What can farmers do ?

Men and women in agriculture, fisheries and forestry are our primary sources for nutritious foods. As guardians of the planet’s natural resources, their decisions lie at the roots of transforming agri-food systems. Innovative technologies and training, finance, incentives and social protection can help farmers to provide sustainable healthy diets locally and globally. Here are some actions farmers can consider with the right support.

Diversity makes agri-food systems and peoples’ livelihoods more resilient and adaptable to crises, such as climate change. Farmers can build resilience by learning about nutrition, biodiversity and different farming techniques. Engage in dialogue and participate, if possible, in agricultural extension services or farmer field schools.

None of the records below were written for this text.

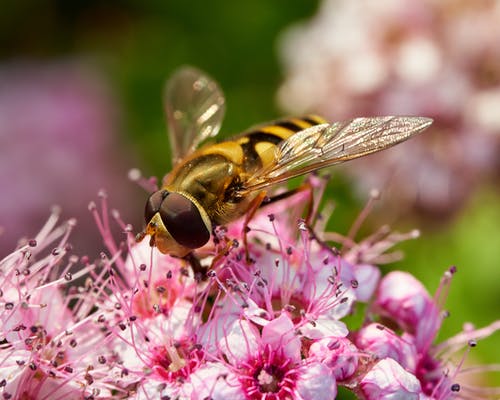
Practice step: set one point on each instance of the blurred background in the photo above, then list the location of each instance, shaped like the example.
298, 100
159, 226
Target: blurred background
80, 104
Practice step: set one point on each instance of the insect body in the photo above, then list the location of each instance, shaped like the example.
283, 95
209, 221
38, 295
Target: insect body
218, 183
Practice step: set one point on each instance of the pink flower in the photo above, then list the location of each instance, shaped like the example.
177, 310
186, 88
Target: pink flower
270, 364
52, 345
383, 343
58, 124
434, 58
404, 299
145, 325
389, 380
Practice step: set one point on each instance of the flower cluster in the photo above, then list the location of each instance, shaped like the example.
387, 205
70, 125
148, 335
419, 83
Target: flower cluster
432, 58
268, 311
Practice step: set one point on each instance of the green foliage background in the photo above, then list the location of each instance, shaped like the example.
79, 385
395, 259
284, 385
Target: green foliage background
139, 43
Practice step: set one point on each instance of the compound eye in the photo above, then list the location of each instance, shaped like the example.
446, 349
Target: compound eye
153, 204
183, 221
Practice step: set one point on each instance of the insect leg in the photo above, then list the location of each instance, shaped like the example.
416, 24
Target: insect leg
254, 206
199, 271
304, 187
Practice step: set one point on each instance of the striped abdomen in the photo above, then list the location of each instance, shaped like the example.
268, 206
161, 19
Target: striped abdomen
214, 172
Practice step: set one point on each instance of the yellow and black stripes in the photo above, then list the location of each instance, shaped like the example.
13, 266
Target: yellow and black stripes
256, 143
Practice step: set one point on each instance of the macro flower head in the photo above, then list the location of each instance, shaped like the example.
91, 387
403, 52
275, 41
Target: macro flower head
265, 316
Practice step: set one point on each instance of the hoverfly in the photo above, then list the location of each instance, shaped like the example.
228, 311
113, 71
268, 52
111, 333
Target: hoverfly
218, 183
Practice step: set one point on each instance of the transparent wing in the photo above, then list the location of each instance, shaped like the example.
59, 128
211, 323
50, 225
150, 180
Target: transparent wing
194, 107
324, 145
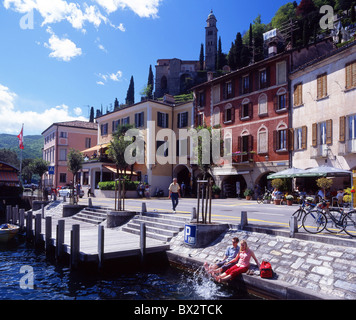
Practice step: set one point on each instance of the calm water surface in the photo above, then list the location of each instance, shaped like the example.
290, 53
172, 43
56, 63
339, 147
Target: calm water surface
53, 282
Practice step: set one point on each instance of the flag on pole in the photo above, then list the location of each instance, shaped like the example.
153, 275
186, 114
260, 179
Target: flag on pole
20, 136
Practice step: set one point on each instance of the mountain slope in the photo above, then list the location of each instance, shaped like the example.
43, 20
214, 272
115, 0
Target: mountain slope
33, 145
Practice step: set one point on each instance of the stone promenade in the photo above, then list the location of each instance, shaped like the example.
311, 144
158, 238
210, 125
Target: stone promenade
315, 269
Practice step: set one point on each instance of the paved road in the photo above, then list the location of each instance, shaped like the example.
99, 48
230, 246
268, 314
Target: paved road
223, 210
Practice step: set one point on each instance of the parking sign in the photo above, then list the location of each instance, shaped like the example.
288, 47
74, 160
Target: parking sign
190, 234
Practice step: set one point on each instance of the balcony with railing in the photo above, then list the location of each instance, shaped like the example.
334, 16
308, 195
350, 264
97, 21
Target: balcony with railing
243, 157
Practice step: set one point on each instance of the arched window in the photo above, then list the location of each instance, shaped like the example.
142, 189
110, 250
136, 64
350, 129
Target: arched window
262, 140
262, 104
216, 116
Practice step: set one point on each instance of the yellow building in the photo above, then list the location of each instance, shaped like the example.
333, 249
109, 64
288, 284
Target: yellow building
158, 124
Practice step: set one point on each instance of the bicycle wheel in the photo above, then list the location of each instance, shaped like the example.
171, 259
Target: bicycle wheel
260, 199
335, 221
299, 214
314, 221
349, 222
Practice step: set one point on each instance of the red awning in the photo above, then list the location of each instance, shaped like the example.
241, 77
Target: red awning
8, 176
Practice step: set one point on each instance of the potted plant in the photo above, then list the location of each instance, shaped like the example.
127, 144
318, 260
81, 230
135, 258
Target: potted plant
289, 199
248, 194
216, 191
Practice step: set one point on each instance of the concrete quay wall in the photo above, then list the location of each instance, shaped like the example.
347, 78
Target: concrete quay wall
303, 269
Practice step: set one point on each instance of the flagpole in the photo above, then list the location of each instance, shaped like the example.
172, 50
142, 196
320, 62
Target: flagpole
21, 150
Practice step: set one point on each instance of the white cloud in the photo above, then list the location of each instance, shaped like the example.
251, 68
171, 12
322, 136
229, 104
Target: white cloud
143, 8
34, 122
109, 76
53, 11
62, 49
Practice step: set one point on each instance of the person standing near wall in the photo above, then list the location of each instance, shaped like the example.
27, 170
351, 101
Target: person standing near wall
174, 193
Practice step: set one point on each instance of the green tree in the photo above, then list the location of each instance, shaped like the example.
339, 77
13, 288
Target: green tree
130, 96
40, 167
74, 164
91, 117
117, 147
283, 16
116, 105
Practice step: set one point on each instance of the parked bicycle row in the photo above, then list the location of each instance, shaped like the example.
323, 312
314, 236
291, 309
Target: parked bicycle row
315, 218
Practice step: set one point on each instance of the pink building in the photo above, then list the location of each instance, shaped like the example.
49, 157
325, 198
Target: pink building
59, 138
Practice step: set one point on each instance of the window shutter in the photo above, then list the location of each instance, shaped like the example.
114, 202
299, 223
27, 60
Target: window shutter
275, 140
314, 134
348, 76
353, 74
290, 139
250, 110
342, 122
250, 143
329, 131
304, 137
275, 102
232, 114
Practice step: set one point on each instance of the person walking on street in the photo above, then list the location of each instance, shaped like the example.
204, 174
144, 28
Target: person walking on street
174, 194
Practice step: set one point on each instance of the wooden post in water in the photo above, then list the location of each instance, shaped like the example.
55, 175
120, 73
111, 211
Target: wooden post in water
14, 214
74, 246
100, 247
143, 241
244, 221
60, 239
48, 231
29, 233
22, 219
38, 227
8, 213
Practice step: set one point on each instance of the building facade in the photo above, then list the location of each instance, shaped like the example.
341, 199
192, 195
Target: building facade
251, 106
324, 112
59, 138
158, 124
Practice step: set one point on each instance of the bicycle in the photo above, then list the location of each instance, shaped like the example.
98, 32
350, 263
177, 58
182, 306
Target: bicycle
349, 223
315, 220
305, 207
266, 196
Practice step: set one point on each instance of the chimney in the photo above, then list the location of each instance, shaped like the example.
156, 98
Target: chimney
167, 98
210, 76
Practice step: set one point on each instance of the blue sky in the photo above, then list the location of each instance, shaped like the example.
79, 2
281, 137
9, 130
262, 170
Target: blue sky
58, 57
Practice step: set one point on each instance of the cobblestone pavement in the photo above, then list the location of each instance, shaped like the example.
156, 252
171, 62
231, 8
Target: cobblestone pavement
325, 269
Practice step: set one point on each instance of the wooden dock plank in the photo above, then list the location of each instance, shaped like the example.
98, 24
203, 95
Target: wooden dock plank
117, 243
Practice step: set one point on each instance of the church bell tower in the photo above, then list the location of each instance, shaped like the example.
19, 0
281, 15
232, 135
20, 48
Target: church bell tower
211, 42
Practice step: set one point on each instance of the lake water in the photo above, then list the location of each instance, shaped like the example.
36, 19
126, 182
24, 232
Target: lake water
53, 282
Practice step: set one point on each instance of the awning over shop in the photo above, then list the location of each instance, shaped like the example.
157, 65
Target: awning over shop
324, 171
8, 176
96, 148
288, 173
113, 169
227, 171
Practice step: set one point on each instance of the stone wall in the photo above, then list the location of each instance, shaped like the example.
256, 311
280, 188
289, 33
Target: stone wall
314, 269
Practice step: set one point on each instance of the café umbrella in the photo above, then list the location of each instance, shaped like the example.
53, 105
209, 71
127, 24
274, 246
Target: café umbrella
288, 173
324, 171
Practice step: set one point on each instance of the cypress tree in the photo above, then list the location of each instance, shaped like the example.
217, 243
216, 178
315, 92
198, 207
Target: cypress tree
130, 96
201, 57
91, 117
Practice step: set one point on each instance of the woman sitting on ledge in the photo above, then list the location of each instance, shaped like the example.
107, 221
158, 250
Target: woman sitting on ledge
241, 266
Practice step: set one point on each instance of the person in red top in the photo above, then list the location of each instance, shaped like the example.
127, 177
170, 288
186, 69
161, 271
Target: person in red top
242, 265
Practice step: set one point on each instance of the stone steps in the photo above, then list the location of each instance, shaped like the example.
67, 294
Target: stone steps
92, 215
161, 227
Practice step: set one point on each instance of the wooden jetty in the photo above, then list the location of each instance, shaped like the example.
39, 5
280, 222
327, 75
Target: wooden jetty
83, 241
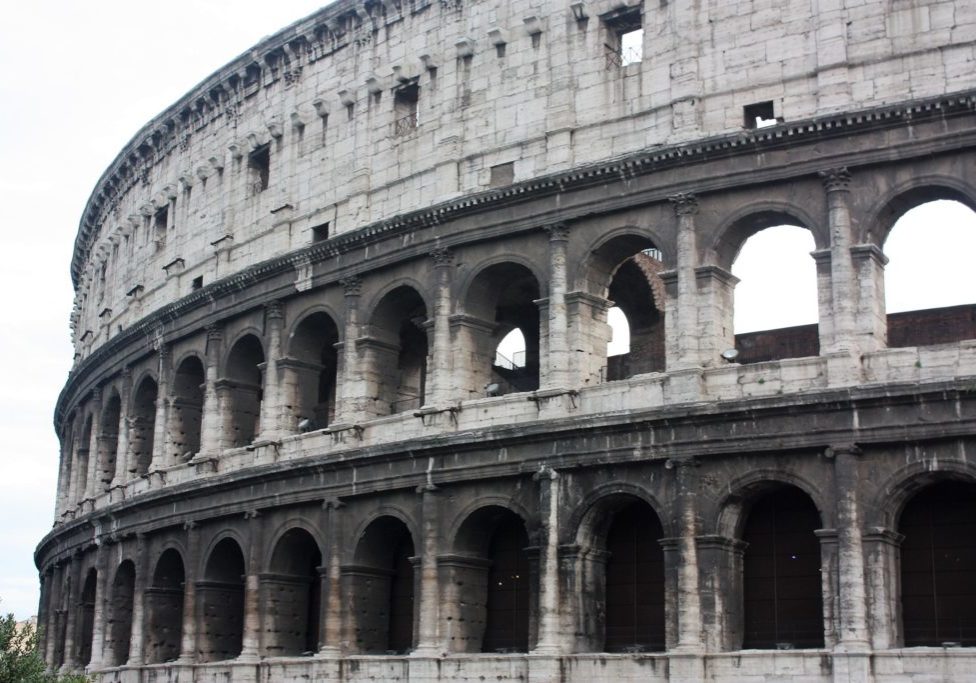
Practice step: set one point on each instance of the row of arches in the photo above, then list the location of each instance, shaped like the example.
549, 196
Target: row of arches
491, 571
496, 337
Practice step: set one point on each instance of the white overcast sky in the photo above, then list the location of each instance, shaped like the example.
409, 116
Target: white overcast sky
79, 80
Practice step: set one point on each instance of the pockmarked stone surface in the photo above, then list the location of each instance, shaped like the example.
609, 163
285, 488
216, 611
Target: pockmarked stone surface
294, 448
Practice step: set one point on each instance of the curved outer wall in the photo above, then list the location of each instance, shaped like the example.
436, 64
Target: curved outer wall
286, 432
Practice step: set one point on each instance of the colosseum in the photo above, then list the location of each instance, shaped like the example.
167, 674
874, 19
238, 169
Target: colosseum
292, 448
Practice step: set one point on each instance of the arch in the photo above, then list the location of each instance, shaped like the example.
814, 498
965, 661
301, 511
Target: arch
85, 627
84, 454
292, 595
943, 309
938, 565
220, 595
395, 352
776, 304
734, 507
583, 524
108, 437
781, 586
142, 425
381, 586
609, 250
909, 480
311, 371
752, 218
164, 608
120, 613
900, 199
621, 565
186, 416
497, 590
242, 387
499, 298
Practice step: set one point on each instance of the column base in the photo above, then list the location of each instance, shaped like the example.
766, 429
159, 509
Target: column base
686, 665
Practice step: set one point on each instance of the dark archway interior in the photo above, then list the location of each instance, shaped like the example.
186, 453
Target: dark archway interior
86, 621
313, 346
221, 595
504, 296
164, 607
782, 594
245, 390
637, 290
635, 581
399, 356
938, 563
108, 439
508, 594
382, 584
293, 595
187, 414
120, 613
142, 426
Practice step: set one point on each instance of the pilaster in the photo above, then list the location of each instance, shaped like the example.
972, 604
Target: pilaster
439, 378
557, 362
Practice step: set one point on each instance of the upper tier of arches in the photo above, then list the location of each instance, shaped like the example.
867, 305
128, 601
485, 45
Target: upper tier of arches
367, 111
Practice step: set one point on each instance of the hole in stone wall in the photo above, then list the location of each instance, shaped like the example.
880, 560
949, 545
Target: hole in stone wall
759, 115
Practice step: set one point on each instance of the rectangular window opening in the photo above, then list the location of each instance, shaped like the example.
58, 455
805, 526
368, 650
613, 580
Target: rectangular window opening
406, 101
502, 175
320, 233
625, 39
759, 115
259, 167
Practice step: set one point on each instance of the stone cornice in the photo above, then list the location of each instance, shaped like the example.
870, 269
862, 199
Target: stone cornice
647, 162
142, 146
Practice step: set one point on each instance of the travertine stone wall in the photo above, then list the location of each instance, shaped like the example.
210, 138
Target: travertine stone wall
500, 82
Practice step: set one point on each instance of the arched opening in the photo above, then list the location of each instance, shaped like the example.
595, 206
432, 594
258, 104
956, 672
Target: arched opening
164, 608
293, 596
310, 372
776, 307
500, 332
619, 603
782, 594
634, 581
187, 409
142, 426
638, 294
624, 336
491, 576
108, 438
381, 583
86, 618
220, 630
930, 295
120, 614
81, 468
242, 389
396, 352
938, 565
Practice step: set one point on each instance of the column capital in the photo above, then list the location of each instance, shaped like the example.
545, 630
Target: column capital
558, 232
274, 310
835, 179
442, 257
830, 452
215, 332
352, 285
684, 203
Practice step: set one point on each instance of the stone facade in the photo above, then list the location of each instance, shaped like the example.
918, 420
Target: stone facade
288, 452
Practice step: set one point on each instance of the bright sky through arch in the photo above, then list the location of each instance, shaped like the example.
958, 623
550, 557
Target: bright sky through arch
778, 280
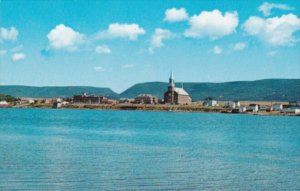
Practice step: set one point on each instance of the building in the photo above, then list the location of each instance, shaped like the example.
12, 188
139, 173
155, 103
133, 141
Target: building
232, 104
176, 95
57, 103
3, 104
146, 99
277, 107
126, 100
253, 108
265, 108
88, 99
210, 102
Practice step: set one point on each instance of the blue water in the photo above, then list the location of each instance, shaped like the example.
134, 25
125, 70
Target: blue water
47, 149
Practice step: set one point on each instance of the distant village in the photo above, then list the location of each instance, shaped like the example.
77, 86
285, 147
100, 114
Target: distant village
174, 96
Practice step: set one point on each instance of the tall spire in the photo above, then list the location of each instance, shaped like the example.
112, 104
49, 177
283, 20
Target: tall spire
171, 80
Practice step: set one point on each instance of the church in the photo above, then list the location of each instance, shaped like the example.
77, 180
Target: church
176, 95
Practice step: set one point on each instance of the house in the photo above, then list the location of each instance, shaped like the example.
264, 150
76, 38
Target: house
232, 104
146, 99
294, 103
242, 109
253, 108
176, 95
295, 110
3, 104
109, 101
126, 100
277, 107
265, 108
88, 99
57, 103
210, 102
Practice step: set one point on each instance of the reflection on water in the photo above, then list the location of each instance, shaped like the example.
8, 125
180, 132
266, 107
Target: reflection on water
43, 149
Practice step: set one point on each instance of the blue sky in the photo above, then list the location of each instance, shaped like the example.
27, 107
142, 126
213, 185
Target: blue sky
119, 43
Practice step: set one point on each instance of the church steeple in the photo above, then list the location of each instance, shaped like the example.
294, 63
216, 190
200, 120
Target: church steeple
171, 80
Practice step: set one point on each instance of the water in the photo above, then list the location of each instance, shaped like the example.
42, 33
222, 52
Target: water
46, 149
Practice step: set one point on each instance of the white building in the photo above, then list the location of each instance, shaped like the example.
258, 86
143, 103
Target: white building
277, 107
3, 104
295, 110
232, 104
242, 109
210, 102
253, 108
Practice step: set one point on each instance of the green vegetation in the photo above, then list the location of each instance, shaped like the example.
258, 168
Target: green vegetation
260, 90
7, 98
49, 92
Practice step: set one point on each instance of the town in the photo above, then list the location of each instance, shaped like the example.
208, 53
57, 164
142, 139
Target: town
174, 99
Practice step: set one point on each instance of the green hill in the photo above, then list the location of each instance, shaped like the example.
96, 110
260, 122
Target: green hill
48, 92
7, 98
260, 90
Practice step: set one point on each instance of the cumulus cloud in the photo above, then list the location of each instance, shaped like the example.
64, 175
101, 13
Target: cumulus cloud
217, 50
18, 56
17, 48
272, 53
117, 30
266, 8
103, 49
274, 31
158, 37
10, 34
239, 46
212, 24
128, 66
3, 52
99, 69
64, 37
175, 15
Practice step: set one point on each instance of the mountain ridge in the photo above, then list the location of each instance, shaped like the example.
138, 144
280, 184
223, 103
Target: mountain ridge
258, 90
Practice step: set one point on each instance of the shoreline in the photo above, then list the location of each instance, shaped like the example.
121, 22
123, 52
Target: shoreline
158, 107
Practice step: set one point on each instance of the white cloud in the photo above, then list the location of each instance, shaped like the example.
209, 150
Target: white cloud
158, 37
99, 69
16, 48
3, 52
103, 49
117, 30
10, 34
266, 8
128, 66
212, 24
18, 56
239, 46
217, 50
275, 30
272, 53
175, 15
64, 37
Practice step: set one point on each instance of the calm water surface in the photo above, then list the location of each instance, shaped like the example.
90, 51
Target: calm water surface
46, 149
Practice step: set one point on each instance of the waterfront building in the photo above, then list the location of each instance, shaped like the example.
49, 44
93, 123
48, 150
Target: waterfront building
265, 108
232, 104
253, 108
146, 99
277, 107
210, 102
88, 99
3, 104
126, 100
176, 95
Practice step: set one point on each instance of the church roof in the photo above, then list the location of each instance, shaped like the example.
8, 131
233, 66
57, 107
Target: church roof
181, 91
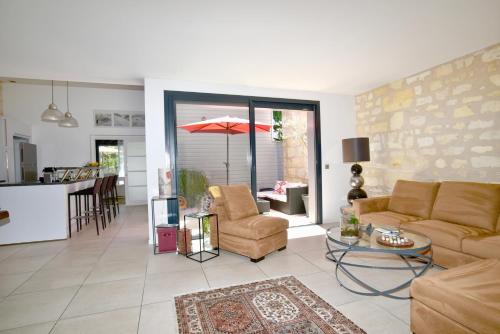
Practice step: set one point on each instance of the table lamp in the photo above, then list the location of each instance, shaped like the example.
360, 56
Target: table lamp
356, 150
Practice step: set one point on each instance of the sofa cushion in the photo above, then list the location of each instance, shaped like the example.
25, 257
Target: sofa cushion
468, 203
238, 201
413, 198
468, 294
386, 218
254, 227
486, 247
444, 234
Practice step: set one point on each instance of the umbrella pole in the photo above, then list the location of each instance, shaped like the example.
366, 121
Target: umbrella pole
227, 158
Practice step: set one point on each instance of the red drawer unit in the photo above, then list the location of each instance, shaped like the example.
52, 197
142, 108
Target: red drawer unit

Keep an eye out for opportunities and government incentives that support a diverse production of nutritious foods such as fruits, vegetables, legumes and nuts, possibly offering more harvests and security.

Try to be environment-friendly and use natural resources more efficiently and adopt sustainable agricultural practices that respect biodiversity. These practices can provide better protection against climate change. Some examples are: crop rotation, increased crop diversity, use of cover crops, no-till and reduced-till systems, integrated pest management, integrated crop-livestock-forestry systems, sustainable agroforestry practices, and precision farming. Going sustainable is not always easy at first. Look out for government incentives that can help lead the way.

Visit the FAO Digital Service Portfolio for useful data, information, maps and statistics. This cloud-based platform has over 80 000 registered farmers who receive information and services. The E-Agriculture Community of Practice offers capacity development and collects best practices in digital agriculture.

Healthy food comes from healthy soil. Our soils generate most of the food we eat. This means that soil is one of the main building blocks of food security. Make soil health a priority by consulting the FAO Voluntary Guidelines for Sustainable Soil Management. Improve water management to maintain biodiversity and nutrient balance, reduce erosion and promote carbon storage and sequestration. Restore degraded pastures by planting native forage or grass, or introduce trees to avoid soil erosion.

Farmers can increase their income and reduce consumer prices by tackling post-harvest losses. Examples include, harvesting at the right time, improving storage, learning about best practices and appropriate technologies. Forecasts and analytics – combined with technologies to build climate resilience and pest resistance – go a long way. They help farmers to produce exactly what is needed. Not only does this reduce food loss, it also avoids wasting the water and energy used to produce surplus food.

Climate change threatens the most vulnerable. Without the right tools to adapt to global warming, food insecure people are at risk of hunger. Farmers can strengthen agri-food systems at their roots by supporting Climate-Smart Agriculture. This promotes the sustainable use of natural resources such as soil and water. By considering seed varieties that are more resistant to drought and disease, or livestock that are suited to warmer temperatures, farmers can also build resilience. Fisherfolk can create stormproof ponds and cages for fish, and foresters can plant trees that are heat and drought tolerant.